The scariest signal in incident response is not automated malware — it is a human. “Hands-on-keyboard” activity means a live attacker has gained access and is manually running commands, exploring, and escalating. It is the phase where ransomware crews decide what to encrypt and exfiltrate, and it looks different from any script.
Secureworks Corp.'s US12034751B2, “Systems and methods for detecting malicious hands-on-keyboard activity via machine learning” (issued July 9, 2024; CPC H04L 63/1425 — anomaly monitoring, and G06N 20/20 — ensemble machine learning), describes detecting that live-attacker activity with ML. Read it at US12034751B2.

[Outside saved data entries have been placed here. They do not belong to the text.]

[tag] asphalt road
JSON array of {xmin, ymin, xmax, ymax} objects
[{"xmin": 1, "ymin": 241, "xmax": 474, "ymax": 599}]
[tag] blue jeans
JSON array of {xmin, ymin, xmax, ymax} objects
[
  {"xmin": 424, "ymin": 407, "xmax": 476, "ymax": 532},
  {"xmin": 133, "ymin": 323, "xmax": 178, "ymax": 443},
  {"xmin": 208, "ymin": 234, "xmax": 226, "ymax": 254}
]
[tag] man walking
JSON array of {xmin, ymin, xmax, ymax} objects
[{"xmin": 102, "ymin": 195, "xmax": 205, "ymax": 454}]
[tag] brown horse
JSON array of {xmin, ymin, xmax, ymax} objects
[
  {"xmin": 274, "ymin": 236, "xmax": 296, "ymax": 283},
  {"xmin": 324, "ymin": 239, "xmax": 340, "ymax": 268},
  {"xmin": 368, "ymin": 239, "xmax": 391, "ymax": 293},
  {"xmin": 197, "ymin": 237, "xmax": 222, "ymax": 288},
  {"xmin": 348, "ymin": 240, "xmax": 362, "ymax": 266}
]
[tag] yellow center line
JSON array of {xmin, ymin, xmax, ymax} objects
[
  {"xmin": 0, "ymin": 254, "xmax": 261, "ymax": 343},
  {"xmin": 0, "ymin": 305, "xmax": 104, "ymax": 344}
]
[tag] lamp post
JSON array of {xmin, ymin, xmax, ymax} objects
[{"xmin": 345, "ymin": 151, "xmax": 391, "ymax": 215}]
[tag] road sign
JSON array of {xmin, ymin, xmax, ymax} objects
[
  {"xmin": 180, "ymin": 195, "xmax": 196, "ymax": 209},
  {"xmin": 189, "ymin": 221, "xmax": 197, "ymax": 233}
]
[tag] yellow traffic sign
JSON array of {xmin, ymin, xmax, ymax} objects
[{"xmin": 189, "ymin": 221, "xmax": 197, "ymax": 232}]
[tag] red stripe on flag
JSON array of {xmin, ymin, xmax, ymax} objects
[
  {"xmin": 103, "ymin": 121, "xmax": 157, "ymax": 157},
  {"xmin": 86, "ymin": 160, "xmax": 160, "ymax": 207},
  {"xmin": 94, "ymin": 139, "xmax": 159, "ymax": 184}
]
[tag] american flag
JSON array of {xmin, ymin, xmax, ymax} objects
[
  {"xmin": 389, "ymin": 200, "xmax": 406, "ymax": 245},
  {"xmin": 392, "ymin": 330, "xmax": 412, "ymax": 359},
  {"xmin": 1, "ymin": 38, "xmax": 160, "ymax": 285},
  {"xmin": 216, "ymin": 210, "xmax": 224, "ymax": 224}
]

Mechanically, the system models the rhythm and pattern of human interactive command activity — distinguishing the cadence of a live operator from both legitimate admins and automated tooling — using ensemble machine learning to flag the manual-intrusion phase. Catching this phase early is the difference between an alert and a ransom note.
Why this is a business story: this is exactly the kind of high-value detection IP that made Secureworks an acquisition target — Sophos agreed to acquire Secureworks for about $859 million in a deal announced in late 2024. Detection capability aimed at the human-operated intrusion phase is core to managed-detection-and-response (MDR), the highest-growth, highest-margin slice of the services market. The patent marks the kind of asset that anchors that deal value.
The grounded read: hands-on-keyboard detection targets the most dangerous phase of an intrusion — a live human operator — by modeling interactive activity with ML. Secureworks' 2024 grant names that capability, the sort of MDR IP that underpinned its ~$859 million acquisition by Sophos.